Similarly, pain may often be addressed through the administration of certain narcotics or non-steroidal anti-inflammatory drugs (“NSAIDs”). However, the administration of these treatments often has negative consequences. NSAIDs have the potential to cause kidney failure, intestinal bleeding, and liver dysfunction. Narcotics have the potential to cause nausea, vomiting, impaired mental functioning, and addiction. Therefore, it is desirable to identify alternative treatments for pain in order to avoid certain of these negative consequences.

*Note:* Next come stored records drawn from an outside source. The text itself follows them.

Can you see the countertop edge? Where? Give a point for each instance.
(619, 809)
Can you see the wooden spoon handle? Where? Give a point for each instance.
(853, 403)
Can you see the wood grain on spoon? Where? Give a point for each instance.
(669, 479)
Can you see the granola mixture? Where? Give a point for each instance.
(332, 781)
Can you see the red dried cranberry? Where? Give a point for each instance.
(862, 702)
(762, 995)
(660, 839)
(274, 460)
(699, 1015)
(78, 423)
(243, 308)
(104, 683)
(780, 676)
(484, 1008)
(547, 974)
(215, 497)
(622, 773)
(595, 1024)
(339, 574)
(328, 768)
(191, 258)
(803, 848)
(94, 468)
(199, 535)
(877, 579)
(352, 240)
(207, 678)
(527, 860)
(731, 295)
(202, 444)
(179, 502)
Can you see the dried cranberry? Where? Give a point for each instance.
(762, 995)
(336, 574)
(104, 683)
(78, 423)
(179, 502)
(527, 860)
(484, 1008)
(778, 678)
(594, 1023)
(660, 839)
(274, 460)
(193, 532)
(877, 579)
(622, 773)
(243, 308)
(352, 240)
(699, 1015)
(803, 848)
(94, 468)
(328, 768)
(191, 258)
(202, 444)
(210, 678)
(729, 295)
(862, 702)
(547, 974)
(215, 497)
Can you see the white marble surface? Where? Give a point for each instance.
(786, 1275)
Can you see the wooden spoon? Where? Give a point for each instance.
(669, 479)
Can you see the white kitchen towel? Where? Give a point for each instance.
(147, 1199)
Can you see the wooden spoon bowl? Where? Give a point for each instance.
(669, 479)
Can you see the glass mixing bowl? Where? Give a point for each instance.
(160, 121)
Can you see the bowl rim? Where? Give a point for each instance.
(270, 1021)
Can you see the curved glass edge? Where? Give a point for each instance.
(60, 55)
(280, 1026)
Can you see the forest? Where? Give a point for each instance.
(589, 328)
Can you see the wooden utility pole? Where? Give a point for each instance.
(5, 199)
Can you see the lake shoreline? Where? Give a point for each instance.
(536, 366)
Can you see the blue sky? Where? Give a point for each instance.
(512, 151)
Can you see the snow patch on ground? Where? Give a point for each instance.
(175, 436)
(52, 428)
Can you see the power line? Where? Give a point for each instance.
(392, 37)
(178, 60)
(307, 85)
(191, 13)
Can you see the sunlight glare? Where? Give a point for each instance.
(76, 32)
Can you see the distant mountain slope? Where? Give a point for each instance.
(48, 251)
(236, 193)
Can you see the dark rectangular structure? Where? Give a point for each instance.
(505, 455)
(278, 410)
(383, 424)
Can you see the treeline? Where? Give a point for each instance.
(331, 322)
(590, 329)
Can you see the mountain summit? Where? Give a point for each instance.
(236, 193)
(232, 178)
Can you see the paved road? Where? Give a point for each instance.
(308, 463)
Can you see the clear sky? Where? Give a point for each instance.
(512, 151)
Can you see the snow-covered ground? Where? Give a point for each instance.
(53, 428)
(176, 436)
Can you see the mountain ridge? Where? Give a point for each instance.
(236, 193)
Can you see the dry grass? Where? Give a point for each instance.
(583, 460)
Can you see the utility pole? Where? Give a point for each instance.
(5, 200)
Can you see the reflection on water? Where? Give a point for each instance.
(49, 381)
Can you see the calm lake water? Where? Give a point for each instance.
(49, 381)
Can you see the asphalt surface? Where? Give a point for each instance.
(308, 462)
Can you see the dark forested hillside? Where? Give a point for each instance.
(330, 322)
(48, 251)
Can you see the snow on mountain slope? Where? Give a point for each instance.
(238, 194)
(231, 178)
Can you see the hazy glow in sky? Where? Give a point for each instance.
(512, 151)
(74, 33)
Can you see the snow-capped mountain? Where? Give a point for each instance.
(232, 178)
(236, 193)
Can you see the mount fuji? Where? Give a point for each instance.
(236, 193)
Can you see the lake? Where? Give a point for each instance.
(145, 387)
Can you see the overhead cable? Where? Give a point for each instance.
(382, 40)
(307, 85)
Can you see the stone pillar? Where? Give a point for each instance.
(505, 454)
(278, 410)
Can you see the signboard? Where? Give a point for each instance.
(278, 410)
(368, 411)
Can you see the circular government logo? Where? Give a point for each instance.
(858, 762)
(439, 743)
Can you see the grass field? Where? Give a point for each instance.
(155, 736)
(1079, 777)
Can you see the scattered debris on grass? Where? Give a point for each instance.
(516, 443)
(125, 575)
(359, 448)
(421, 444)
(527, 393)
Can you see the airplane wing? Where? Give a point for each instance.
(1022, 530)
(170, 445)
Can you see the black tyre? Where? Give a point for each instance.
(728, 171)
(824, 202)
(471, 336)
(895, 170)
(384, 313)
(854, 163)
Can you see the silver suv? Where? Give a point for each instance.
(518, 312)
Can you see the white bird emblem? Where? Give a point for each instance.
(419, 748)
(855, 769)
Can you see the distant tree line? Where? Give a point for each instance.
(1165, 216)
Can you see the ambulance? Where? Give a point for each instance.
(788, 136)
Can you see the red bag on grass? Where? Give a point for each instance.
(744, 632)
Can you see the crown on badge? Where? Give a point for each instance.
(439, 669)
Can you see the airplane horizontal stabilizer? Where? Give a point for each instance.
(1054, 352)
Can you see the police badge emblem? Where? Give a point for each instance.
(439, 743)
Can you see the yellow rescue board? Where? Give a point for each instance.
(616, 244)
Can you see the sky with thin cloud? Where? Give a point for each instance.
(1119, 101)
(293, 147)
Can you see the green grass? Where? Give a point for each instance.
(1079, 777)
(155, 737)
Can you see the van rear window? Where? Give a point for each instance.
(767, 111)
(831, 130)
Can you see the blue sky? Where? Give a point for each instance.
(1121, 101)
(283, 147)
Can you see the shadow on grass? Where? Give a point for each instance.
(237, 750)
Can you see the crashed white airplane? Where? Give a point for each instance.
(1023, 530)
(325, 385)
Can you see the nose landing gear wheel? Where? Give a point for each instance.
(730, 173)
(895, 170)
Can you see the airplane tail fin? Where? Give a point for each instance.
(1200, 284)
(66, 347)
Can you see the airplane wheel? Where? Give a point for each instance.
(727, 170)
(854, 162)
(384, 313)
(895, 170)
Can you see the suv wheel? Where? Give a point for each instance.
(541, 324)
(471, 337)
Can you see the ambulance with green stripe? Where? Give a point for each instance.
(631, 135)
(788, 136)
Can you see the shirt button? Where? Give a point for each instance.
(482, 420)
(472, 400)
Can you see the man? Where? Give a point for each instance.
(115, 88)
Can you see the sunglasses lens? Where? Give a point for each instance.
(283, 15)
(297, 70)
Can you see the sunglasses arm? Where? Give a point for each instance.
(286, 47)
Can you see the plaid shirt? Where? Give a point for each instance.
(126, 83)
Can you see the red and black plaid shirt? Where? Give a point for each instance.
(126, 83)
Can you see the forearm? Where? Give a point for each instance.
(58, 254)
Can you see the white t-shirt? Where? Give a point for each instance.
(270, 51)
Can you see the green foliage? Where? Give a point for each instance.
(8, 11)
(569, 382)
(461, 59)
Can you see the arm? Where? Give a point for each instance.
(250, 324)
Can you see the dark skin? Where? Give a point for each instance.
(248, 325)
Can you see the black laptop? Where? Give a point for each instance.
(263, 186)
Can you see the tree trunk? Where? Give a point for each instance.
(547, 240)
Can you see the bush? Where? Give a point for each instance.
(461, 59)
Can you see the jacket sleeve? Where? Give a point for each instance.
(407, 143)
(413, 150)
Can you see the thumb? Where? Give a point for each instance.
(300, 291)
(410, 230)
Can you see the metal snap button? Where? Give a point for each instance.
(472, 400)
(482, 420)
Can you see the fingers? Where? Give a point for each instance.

PACAP may also be involved in diseases and disorders other than migraine, headache, and pain. For example, PACAP may correlate to or even play a causal role in anxiety disorders (WO 2012/106407); thrombocytopenia (WO 2004/062684); and inflammatory skin diseases (WO 2010/007175). PACAP and PAC1-R polymorphisms are associated with post-traumatic stress syndrome (“PTSD”) in females, major depressive disorder, and generalized anxiety disorder, suggesting a role for PACAP in these conditions. Further, supporting a role for PACAP in thrombocytopenia, trisomy 18 patients have excess PACAP and exhibit defective megakaryocyte maturation (See, Schytz et al. 2010; and Moody et al., Curr. Opin. Endocrinol. Diabetes Obes., 18(1):61-67, 2011).
Also, PACAP and other neuropeptides, such as Calcitonin Gene-Related Peptide (“CGRP”), substance P, neurokinin A, bradykinin, and endothelin-1, are expressed in the lower urinary tract (“LUT”) (see, Arms and Vizzard, Handbook Exp. Pharmacol., 202:395-423 2011) and reportedly may play a role in LUT dysfunction and urinary tract disorders such as urinary tract infection (“UTI”), abnormal voiding, urinary urgency, nocturia, urinary incontinence, overactive bladder, and the pain associated with such conditions.
PACAP and PACAP receptors have also been suggested to modulate inflammatory and neuropathic pain and have been implicated in both pronociception and antinociception (See, Davis-Taber et al., J. Pain, 9(5):449-56 2008). PACAP has also been reported to be required for spinal desensitization and the induction of neuropathic pain (See, Mabuchi et al., J. Neurosci., 24(33):7283-91, 2004). Additionally, morphine withdrawal behavior is reportedly modified in PACAP-receptor deficient mice further suggesting the role of PACAP in morphine withdrawal anxiolytic response (See, Martin et al., Mol. Brain Res., 110(1):109-18 2003).